Bron: https://www.bertha-dudde.org/nl/proclamation/3362
3362 Smeekbede in innigheid en verhoring
10 december 1944: Boek 44
Vraag in het gebed om mijn genade en u zult waarlijk geen gebrek hoeven te lijden of in geestelijke nood blijven. Elke smeekbede die ter wille van het geestelijke, van de aarde naar Mij wordt gezonden, vindt gehoor en Ik bedenk de mens naar de sterkte van zijn geloof. Maar als u vol innigheid tot Mij bidt, hebt u het vaste geloof in u dat Ik u helpen kan en wil en dan stroomt mijn genade u toe in zo’n mate dat u Mij zult moeten herkennen aan uw vredige gelatenheid, want Ik geef deze vrede in uw hart zodra u Mij daarin wilt opnemen. De innigheid van het gebed opent Mij de deur naar uw hart, waarin Ik rondkijk en u aanleiding geef tot verdere ordening daarin, doordat Ik u tot liefde aanspoor en u ook kracht geef om bezig te zijn naar mijn wil. En u zult tot alles in staat zijn. U zult uw geestelijk doel bereiken als u Mij aanroept om genade, om mijn hulp, mijn kracht die Ik u beloofd heb met de woorden: "Vraag, dan zal u gegeven worden."

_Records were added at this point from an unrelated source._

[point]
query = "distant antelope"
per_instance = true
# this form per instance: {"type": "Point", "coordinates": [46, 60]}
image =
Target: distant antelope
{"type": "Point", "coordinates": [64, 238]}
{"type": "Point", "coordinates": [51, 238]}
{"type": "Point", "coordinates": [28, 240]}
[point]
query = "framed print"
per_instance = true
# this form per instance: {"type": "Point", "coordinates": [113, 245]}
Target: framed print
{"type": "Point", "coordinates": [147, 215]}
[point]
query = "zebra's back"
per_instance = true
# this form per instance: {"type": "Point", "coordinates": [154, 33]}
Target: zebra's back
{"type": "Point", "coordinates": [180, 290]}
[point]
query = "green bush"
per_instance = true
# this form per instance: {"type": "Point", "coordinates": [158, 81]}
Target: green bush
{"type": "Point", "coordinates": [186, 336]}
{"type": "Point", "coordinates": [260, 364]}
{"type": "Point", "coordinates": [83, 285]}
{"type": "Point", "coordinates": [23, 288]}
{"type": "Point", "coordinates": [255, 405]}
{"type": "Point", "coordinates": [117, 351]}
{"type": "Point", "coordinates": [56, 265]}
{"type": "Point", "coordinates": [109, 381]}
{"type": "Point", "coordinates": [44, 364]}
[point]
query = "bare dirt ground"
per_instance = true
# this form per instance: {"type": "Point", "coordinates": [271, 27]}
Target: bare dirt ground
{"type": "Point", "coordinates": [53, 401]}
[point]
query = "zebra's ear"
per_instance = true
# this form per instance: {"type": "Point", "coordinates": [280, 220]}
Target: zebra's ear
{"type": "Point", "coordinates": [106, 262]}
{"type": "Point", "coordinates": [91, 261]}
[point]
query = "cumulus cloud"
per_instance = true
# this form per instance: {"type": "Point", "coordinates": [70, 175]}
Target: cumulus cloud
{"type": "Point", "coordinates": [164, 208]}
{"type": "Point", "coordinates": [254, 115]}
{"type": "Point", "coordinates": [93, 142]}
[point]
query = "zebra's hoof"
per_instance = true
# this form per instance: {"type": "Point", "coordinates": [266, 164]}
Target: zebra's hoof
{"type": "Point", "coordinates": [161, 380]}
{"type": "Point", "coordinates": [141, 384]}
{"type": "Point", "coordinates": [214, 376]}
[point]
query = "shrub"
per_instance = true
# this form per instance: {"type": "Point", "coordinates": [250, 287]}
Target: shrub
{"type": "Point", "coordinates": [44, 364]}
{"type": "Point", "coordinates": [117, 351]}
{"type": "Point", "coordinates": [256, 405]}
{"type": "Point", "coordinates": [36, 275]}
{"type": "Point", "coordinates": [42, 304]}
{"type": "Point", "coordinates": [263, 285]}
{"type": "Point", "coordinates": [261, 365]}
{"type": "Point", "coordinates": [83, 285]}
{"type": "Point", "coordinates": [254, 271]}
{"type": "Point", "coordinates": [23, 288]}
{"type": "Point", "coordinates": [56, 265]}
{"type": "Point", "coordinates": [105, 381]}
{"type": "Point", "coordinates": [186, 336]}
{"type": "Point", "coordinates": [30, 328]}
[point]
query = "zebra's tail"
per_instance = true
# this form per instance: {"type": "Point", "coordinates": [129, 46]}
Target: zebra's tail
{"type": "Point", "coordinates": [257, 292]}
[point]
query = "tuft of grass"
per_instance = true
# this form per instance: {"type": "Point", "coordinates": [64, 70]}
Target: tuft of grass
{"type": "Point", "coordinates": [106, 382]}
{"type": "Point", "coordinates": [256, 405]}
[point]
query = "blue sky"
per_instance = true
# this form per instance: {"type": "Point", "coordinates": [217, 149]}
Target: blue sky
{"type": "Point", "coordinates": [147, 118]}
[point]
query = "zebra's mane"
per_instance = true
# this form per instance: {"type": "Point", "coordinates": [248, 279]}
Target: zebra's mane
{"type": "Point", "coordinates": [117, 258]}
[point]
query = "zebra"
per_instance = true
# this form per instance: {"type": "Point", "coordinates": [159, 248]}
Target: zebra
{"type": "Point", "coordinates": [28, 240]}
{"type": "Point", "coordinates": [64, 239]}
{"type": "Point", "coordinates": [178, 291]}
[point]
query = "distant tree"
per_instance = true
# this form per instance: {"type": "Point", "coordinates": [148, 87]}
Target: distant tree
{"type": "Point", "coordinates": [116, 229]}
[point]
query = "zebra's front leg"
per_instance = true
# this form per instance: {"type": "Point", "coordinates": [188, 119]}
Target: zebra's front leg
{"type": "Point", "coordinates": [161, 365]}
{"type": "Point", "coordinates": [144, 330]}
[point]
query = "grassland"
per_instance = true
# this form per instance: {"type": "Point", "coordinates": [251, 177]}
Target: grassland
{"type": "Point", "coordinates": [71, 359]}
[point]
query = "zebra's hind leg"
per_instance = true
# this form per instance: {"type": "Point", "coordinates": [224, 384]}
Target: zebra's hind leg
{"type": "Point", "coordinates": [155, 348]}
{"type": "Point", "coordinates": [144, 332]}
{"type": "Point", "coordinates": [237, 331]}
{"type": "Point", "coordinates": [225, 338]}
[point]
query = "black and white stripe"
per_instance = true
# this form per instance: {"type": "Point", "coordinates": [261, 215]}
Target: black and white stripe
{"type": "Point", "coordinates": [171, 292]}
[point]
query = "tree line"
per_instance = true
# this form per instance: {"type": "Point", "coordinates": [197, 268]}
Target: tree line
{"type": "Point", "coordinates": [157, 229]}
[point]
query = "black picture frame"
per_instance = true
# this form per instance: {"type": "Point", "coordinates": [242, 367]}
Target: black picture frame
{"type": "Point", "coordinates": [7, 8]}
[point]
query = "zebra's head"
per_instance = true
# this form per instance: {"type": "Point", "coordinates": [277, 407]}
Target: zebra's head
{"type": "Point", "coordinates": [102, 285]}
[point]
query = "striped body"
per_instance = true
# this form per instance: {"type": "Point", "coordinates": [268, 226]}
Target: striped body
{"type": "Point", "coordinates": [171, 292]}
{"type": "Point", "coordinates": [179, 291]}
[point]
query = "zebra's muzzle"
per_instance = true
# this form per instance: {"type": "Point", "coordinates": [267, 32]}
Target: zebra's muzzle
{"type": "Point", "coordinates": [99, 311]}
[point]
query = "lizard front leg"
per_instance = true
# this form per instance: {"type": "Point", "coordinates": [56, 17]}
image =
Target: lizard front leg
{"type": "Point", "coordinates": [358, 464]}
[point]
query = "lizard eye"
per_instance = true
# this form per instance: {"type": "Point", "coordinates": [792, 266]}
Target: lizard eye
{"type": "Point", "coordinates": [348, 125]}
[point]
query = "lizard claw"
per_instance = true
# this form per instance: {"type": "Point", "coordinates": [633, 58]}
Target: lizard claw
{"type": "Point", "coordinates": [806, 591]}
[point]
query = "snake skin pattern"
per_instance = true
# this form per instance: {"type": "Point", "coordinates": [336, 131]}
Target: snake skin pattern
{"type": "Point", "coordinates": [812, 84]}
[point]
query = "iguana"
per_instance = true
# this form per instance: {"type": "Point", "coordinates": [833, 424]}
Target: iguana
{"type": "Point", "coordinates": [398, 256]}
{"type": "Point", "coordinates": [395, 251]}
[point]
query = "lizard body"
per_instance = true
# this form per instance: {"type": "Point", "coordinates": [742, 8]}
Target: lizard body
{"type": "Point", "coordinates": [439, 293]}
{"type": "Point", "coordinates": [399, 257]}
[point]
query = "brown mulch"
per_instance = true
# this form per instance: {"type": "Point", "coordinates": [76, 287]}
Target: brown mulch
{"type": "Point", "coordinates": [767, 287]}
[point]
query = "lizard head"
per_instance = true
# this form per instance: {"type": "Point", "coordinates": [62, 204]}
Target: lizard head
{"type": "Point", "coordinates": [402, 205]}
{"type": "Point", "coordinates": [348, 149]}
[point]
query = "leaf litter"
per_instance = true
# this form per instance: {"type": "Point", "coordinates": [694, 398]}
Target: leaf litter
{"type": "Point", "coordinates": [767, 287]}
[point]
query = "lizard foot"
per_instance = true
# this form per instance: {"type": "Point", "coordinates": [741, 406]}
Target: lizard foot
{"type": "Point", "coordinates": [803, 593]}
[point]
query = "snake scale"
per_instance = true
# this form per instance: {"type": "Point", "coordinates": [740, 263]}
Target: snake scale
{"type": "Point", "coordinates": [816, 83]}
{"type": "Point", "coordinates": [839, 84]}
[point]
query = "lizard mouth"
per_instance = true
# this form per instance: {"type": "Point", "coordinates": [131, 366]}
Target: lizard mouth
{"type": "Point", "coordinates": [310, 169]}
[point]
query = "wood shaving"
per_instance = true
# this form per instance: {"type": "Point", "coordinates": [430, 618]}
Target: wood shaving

De aardse nood moet u soms terneerdrukken, opdat u zich geestelijk bezint. De aardse nood is het middel om u aanleiding te geven tot innig gebed, en ze zal ook worden opgeheven als u gelooft. Maar wie ter wille van zijn ziel tot Mij bidt, die zal Mij merkbaar tot zich trekken. Ik zal hem nabij zijn en hem aan de hand leiden, zijn ziel zal Ik bedenken met voedsel dat haar mijn liefde zal laten zien. En kracht en sterkte zal ze daaruit putten. Want dit is mijn hulp, dat Ik tot haar spreek en haar het bewijs geef dat Ik haar hoor. Nooit zal Ik iemand die tot Mij roept in nood laten en daarom zult u Mij zonder ophouden mogen vragen. Ik hoor u en Ik help u, want mijn liefde zal nooit ophouden.